Nicely put and worth watching.
"Residential streets are too wide. Here's why." (6 minutes, YouTu.be)
In many places in the United States, residential streets were as wide as busy city streets. I understand why urban streets might need to be wide - parking, buses, traffic, and bike lanes all need the room. But why do quiet residential streets need to be so wide? Why do they need parking when all of the houses on the streets have garages and driveways?
A good, brief treatment of an important subject.
"Are there really too many bikes in Amsterdam?" (4 minutes, YouTube.com)

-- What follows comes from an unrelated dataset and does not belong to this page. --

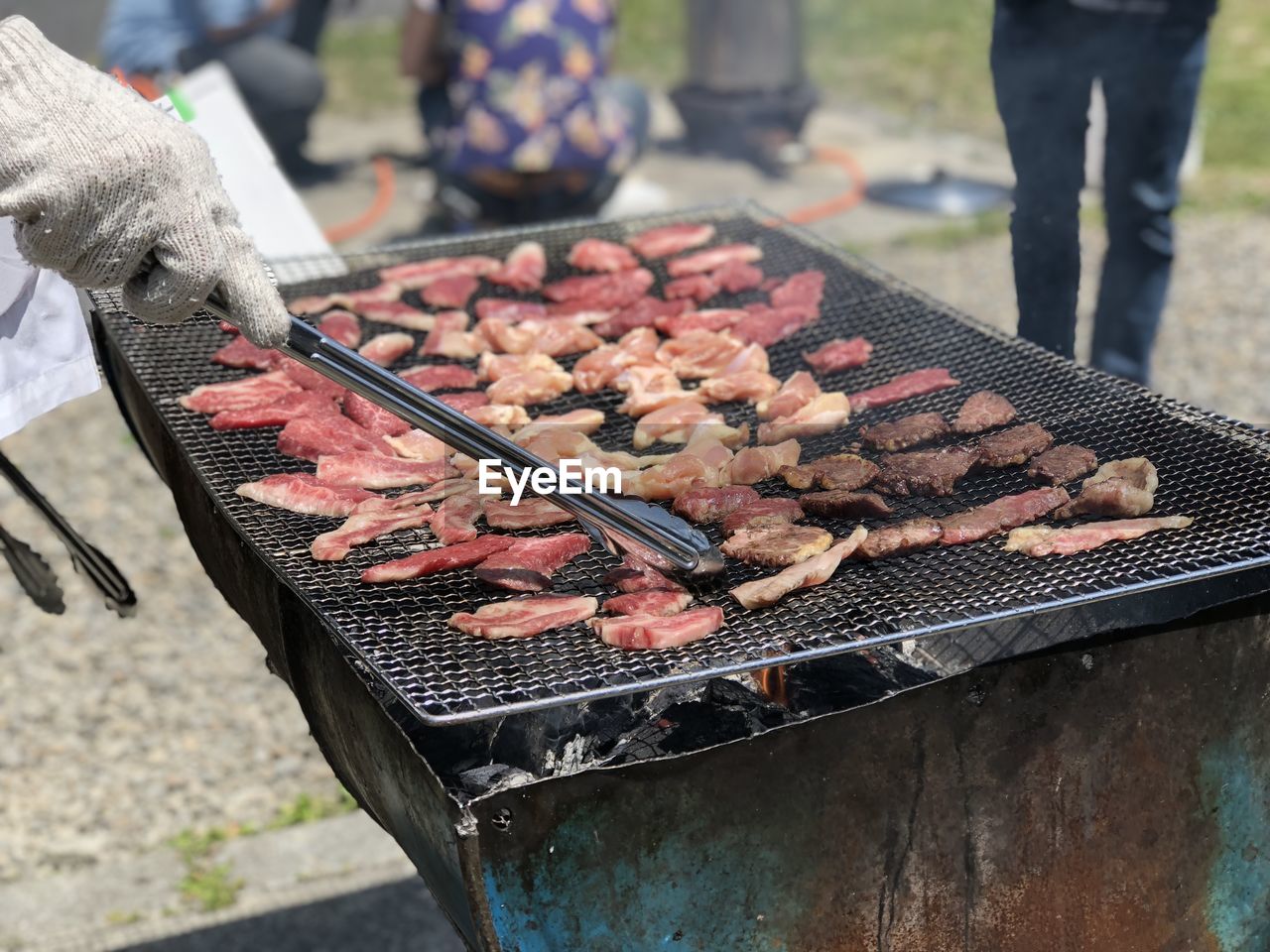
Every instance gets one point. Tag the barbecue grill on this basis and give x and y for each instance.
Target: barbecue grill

The Beltway is trying to put together this message saying that you don't want to aspire to be like Amsterdam - more bikes are not necessarily a good thing for people to go around on.
Yes, there are a lot of bikes in Amsterdam. Yes, sometimes they are a nuisance. Consider, however, what the city would be like if cars replaced bikes.
Consider also that Amsterdam and Copenhagen, the two cities with the world's highest rates of bike usage, have the world's highest quality of urban life. It's no coincidence.